Wenn dieser Punkt erreicht ist, muss ein Match sofort abgebrochen werden, denn sonst droht ein Kollaps. Um es nicht so weit kommen zu lassen, ist Flüssigkeit wieder das A und O.

Die Disziplin in Sachen Trinkverhalten bei einem Match in so großer Hitze ist enorm wichtig, um den Körper nicht zu gefährden.

Wie sieht die Regeneration nach solch einem heißen Match aus? Kommt dann auch die berühmte "Eistonne" zum Einsatz?

Ja, die gibt es, um den Körper schnell abzukühlen und ihn in die Regenerationsphase zu bringen. Wir haben aber auch eine ganze Reihe an anderen kühlenden Varianten.

Bei den Australian Open gibt es zum Beispiel Kühlkammern, in denen man sitzt oder steht und die Körpertemperatur ganz schnell wieder herunterkühlt.

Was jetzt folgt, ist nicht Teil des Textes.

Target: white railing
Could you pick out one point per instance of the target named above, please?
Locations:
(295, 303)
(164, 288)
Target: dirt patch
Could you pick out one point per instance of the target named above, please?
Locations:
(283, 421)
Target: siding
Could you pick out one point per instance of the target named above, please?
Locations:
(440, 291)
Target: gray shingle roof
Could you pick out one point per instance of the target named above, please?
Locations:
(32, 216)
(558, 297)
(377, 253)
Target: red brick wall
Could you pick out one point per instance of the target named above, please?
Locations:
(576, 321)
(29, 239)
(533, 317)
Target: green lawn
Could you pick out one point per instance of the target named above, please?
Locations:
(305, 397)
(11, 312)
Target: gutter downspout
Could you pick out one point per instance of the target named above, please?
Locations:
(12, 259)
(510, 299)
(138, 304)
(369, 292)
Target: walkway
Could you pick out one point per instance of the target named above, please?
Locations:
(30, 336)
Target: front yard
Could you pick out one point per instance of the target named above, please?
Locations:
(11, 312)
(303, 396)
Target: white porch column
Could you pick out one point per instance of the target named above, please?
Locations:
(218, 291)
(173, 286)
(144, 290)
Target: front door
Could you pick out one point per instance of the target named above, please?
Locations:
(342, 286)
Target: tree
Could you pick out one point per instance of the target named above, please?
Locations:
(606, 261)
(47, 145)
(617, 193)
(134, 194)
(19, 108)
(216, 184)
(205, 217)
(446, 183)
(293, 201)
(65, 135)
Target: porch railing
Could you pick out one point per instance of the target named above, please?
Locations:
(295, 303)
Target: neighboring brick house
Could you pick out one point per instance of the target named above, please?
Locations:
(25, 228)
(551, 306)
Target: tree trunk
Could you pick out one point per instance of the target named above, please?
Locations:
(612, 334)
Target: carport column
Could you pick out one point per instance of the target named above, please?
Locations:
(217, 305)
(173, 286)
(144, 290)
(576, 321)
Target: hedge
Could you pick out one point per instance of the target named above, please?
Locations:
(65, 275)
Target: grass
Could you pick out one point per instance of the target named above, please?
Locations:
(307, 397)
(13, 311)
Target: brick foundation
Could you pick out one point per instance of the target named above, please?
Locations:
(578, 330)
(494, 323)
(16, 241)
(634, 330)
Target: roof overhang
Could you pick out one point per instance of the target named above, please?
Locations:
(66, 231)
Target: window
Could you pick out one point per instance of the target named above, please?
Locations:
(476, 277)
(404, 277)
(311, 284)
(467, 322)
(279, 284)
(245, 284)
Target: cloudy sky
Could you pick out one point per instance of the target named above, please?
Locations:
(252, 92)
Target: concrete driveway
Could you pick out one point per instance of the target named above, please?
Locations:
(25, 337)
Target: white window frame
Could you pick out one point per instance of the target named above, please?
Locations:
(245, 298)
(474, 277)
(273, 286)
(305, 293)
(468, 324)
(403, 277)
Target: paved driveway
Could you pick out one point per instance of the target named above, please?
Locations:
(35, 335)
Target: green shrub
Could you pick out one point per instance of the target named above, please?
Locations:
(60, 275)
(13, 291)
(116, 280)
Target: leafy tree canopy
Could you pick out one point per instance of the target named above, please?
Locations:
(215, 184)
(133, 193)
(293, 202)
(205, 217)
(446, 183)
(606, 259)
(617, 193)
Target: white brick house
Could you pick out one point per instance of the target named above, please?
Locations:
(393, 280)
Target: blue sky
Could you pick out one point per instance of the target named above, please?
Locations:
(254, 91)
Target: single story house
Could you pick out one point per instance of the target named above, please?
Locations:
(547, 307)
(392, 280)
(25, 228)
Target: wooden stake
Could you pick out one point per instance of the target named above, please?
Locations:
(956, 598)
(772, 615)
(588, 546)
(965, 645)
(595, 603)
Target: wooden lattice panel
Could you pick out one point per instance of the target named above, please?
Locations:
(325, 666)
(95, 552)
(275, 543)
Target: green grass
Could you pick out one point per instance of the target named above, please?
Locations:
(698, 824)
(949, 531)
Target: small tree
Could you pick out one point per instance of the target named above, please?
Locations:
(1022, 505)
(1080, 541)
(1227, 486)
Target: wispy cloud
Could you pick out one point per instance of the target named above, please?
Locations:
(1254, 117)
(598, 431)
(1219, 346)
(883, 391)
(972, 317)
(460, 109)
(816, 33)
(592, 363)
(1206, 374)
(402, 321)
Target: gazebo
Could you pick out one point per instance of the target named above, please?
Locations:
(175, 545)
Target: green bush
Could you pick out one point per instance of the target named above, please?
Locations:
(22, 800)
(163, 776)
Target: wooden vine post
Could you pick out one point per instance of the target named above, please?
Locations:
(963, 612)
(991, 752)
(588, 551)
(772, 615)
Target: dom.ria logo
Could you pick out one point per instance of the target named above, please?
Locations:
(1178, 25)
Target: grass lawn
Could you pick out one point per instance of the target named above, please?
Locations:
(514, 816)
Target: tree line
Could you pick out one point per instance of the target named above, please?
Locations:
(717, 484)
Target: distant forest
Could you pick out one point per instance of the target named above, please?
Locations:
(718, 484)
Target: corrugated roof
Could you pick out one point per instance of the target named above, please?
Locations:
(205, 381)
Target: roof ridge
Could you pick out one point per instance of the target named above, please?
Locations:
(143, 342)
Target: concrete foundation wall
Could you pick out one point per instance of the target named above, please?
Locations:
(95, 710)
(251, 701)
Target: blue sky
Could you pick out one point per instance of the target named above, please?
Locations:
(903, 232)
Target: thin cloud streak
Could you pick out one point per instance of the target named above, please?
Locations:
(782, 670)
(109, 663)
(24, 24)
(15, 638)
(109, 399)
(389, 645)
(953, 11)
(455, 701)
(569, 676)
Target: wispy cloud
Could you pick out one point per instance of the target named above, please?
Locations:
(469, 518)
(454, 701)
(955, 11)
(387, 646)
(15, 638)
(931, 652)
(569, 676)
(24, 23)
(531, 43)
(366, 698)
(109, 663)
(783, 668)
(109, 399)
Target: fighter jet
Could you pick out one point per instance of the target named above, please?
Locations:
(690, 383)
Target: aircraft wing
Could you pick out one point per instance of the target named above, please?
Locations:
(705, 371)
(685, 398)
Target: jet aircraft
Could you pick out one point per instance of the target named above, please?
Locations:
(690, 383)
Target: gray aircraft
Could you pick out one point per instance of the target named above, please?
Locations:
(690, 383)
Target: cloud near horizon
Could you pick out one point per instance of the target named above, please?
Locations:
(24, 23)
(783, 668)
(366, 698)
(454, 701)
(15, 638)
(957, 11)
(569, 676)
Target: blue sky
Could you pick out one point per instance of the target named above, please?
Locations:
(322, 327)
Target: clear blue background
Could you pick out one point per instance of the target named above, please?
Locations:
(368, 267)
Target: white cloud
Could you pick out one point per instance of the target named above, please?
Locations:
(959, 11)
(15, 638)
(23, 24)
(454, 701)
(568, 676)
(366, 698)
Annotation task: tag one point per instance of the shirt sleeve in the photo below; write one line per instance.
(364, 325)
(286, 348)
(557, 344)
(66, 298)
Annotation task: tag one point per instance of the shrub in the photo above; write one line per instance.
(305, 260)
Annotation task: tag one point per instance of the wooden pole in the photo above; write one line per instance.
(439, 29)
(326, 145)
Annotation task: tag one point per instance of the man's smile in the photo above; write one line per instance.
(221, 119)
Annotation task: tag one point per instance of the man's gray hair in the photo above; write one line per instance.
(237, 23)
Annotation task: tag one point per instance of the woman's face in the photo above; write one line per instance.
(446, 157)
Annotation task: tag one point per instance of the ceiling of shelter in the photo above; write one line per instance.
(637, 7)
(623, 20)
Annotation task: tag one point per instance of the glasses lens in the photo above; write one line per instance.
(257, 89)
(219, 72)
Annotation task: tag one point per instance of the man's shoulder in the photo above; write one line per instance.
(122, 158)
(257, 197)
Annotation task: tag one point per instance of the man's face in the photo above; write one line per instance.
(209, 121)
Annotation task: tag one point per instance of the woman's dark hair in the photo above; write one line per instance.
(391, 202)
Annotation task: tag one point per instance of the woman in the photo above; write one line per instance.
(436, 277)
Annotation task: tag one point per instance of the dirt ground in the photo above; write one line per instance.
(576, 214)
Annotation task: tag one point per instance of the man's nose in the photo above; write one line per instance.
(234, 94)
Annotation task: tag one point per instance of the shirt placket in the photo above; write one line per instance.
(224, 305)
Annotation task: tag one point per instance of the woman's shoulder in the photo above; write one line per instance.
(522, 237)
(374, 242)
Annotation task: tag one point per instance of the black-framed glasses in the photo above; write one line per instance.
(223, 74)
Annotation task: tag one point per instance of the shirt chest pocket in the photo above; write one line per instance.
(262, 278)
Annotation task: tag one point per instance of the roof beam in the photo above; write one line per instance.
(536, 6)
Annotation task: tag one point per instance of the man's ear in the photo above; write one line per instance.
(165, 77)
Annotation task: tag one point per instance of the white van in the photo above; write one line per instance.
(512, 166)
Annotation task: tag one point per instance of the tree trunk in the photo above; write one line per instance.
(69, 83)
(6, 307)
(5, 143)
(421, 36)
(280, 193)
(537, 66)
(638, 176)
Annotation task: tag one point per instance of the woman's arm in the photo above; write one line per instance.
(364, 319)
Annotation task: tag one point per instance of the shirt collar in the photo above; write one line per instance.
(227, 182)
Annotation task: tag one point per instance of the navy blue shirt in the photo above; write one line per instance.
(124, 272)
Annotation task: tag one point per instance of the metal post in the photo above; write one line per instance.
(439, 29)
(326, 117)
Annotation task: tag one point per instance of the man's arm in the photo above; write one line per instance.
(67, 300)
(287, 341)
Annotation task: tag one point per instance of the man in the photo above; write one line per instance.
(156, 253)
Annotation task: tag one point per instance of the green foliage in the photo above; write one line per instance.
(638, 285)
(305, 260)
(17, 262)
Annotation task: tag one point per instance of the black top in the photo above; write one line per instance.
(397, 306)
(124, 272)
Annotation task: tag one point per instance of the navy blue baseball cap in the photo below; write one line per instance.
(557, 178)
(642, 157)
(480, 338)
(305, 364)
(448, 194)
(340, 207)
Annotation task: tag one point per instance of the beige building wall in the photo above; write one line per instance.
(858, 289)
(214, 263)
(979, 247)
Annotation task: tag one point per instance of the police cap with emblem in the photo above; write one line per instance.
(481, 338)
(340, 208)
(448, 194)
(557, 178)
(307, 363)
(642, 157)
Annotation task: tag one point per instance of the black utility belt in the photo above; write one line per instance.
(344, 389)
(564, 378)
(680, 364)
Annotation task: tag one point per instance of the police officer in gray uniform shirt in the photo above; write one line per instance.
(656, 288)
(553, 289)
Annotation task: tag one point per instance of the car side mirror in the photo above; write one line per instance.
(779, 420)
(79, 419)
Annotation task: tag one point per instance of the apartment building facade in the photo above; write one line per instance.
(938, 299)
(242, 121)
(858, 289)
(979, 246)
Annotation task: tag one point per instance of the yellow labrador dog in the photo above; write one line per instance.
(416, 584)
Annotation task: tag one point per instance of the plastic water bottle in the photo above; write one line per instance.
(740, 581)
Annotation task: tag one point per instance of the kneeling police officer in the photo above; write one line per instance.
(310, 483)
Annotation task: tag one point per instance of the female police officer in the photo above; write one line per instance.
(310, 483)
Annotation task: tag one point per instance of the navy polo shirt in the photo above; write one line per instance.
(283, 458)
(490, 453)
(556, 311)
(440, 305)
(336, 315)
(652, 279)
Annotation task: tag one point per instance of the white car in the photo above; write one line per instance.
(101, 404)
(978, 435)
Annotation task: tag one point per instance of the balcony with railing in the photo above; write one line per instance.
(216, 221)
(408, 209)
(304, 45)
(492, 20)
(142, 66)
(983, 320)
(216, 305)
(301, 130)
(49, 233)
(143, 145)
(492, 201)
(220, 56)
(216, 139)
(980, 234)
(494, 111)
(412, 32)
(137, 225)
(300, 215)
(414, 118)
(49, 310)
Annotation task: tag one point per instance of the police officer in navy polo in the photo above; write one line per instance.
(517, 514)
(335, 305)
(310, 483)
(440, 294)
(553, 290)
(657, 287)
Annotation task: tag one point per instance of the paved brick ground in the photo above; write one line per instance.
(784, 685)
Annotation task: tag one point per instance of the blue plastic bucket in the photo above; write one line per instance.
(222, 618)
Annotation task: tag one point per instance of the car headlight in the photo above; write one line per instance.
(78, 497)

Man geht in die Kühlung, um nach einer intensiven Belastung schneller in die Regeneration zu kommen und so die Leistungsfähigkeit länger erhalten zu können.

Ist es denn in ihren Augen überhaupt verantwortbar, dass bei solchen Temperaturen Hochleistungssport betrieben wird?

Ich würde bei einer solchen Hitze niemanden zum Sport hinausschicken. Im Profisport gelten aber andere Gesetze - Stichwort "Kommerz".

Aus gesundheitlicher Sicht wäre es besser, bei diesen Temperaturen nicht zu spielen oder wenigstens Zeiten auszusuchen, in denen die Gefahr durch die Hitze nicht ganz so groß ist. Also am frühen Morgen oder später am Abend zu spielen. Lassen sich die vier bis sechs Stunden um die Mittagszeit nicht vermeiden, dann sollten die Plätze wenigstens ausreichend beschattet werden.

Aber an sich ist es unverantwortlich, junge Spieler bei so extremen Temperaturen ein Match bestreiten zu lassen. Man sieht ja auch, wie oft solche Spiele abgebrochen werden müssen, weil es einfach nicht mehr geht und der Körper an seine Grenzen kommt.

Prof. Dr. Ingo Froböse (*1957) ist Professor für Rehabilitation und Prävention im Sport an der Deutschen Sporthochschule Köln. Dort leitet er unter anderem das "Zentrum für Gesundheit". Er ist Sachverständiger des Bundestages in Fragen der Prävention, Mitglied der Bundesvereinigung Prävention und Gesundheitsförderung e.V. sowie wissenschaftlicher Berater zahlreicher Krankenkassen und Versicherungsträger.